Can a matrix stand in for a quantum gate?

Can a matrix stand in for a quantum gate?

Suffice it to say, for now, that we generally use a matrix to stand-in for a quantum gate. The size and outright fear-factor of the matrix will depend on the number of qubits it’s operating on. If there’s just one qubit to transform, the matrix will be nice and simple, just a 2 x 2 array with four elements.

How are qubits represented in a quantum logic gate?

Quantum logic gates are represented by unitary matrices. The number of qubits in the input and output of the gate must be equal; a gate which acts on n {displaystyle n} qubits is represented by a 2 n × 2 n {displaystyle 2^{n}times 2^{n}} unitary matrix.

Are there any universal gates in a quantum computer?

There also exists a single two-qubit gate sufficient for universality, given it can be applied to any pairs of qubits on a circuit of width . Another set of universal quantum gates consists of the Ising gate and the phase-shift gate. These are the set of gates natively available in some trapped-ion quantum computers.

How is a ket vector used in a quantum gate?

And they look the part. Here’s a ket vector: |u>, where u represents the values in the vector. For starters, we’ll use two kets, |0> and |1>, which will stand-in for qubits in the form of electrons in the spin-up ( |0>) and spin-down ( |1>) states. These vectors can span any number of numbers, so to speak.

How to build a gate from a matrix on Qiskit?

You can’t directly build a gate from arbitrary matrices because custom gates need to be implemented using the build-in gates. You have to decompose your matrix to known gates. Decompose a two-qubit gate over CNOT + SU (2) using the KAK decomposition. Based on MATLAB implementation by David Gosset.

How are quantum gates related to quantum computing?

Like everything in quantum computing, not to mention quantum mechanics, quantum gates are shrouded in an unfamiliar fog of jargon and matrix mathematics that reflects the quantum mystery. My goal in this post is to peel off a few layers of that mystery.

Can a quantum matrix be described as a unitary matrix?

Any quantum gate can be described as a unitary matrix acting on a vector representing the current state of a quantum computer. Applying multiple gates multiplies state by a matrix which is matrix product of matrices for individual gates. Therefore, any sequence of quantum gates can be described by a unitary matrix.

Can a quantum gate be inverted by another quantum gate?

On the other hand, unitary quantum gates arealways invertible, since the inverse of a unitary matrix is also a unitary matrix, and thus a quantum gate can always be inverted by another quantum gate. Understanding how to do classical logic in thisreversible or invertible sense will be a crucial step in understanding how to harness the power of

How are quantum gates similar to logic gates?

Quantum gates are analogous to ordinary logic gates (the fundamental build- ing blocks of circuits), but they must be unitary transformations (see Fig. III.9, left, for ordinarty logic gates). Fortunately, Bennett, Fredkin, and To↵oli have already shown how all the usual logic operations can be done reversibly.

How many qubits are needed to transform a matrix?

The size and outright fear-factor of the matrix will depend on the number of qubits it’s operating on. If there’s just one qubit to transform, the matrix will be nice and simple, just a 2 x 2 array with four elements. But the size of the matrix balloons with two, three or more qubits.

How are the Pauli matrices used in quantum gates?

The Pauli gates are based on the better-known Pauli matrices (aka Pauli spin matrices) which are incredibly useful for calculating changes to the spin of a single electron. Since electron spin is the favored property to use for a qubit in today’s quantum gates, Pauli matrices and gates are right up our alley.
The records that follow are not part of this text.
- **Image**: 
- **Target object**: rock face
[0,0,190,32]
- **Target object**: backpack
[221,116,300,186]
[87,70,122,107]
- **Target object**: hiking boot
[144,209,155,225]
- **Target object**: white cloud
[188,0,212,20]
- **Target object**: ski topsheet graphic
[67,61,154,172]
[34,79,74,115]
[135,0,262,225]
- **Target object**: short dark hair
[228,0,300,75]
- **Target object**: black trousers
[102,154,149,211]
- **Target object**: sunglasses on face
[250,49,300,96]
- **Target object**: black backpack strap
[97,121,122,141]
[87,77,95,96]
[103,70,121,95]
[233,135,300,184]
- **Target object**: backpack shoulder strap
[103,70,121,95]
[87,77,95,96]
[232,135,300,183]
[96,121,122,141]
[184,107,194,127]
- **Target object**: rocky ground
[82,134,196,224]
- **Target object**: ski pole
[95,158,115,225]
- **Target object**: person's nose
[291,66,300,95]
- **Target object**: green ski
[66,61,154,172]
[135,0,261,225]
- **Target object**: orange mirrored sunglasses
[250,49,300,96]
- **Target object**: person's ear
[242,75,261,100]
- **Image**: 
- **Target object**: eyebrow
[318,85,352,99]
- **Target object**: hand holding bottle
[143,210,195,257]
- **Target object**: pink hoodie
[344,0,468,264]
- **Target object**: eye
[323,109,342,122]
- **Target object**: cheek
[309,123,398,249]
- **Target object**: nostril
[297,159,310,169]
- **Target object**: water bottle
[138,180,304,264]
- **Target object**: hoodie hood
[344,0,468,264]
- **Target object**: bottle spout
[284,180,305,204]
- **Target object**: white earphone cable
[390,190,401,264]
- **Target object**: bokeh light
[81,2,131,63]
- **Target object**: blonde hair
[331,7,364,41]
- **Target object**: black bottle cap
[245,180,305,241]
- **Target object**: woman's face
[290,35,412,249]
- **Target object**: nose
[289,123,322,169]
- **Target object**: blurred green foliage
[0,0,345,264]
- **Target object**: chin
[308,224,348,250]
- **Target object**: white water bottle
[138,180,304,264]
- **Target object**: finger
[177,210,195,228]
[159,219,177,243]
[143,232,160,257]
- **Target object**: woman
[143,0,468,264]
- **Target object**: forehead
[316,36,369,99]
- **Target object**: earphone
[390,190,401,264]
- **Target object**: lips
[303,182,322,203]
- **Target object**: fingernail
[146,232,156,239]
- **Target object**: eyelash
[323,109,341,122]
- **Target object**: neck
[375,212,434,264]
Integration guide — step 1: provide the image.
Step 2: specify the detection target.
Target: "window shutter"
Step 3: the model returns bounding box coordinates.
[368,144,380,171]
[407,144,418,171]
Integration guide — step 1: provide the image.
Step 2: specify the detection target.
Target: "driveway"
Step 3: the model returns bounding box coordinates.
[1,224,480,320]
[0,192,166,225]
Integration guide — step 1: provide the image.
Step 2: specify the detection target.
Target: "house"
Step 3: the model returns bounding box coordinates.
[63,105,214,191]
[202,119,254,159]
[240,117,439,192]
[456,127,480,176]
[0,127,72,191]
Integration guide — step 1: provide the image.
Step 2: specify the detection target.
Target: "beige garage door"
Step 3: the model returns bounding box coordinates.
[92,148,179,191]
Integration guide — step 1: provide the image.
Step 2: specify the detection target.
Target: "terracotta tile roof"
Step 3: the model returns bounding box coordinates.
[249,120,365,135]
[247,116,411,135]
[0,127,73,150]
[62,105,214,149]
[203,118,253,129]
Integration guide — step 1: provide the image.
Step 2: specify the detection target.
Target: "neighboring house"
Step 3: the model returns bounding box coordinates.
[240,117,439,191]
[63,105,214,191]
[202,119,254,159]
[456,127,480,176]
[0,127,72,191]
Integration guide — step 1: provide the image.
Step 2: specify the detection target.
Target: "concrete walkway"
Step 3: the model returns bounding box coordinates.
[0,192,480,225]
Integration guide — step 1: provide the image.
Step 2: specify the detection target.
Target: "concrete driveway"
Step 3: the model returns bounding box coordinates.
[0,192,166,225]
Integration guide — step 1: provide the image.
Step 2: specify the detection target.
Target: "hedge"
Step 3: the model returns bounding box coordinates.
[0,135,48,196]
When to use the identity matrix in quantum logic?

The identity gate is the identity matrix, usually written as I, and is defined for a single qubit as where I is basis independent and does not modify the quantum state. The identity gate is most useful when describing mathematically the result of various gate operations or when discussing multi-qubit circuits. and act on a single qubit.

Are there any reversible gates in a quantum circuit?

They are the building blocks of quantum circuits, like classical logic gates are for conventional digital circuits. Unlike many classical logic gates, quantum logic gates are reversible. However, it is possible to perform classical computing using only reversible gates.

Can you build a gate from an arbitrary matrix?

You can’t directly build a gate from arbitrary matrices because custom gates need to be implemented using the build-in gates. You have to decompose your matrix to known gates. Decompose a two-qubit gate over CNOT + SU (2) using the KAK decomposition.

How is rotation represented in a quantum logic gate?

Rotation about the x, y, z -axes of the Bloch sphere is represented by the rotation operator gates. Quantum logic gates are represented by unitary matrices.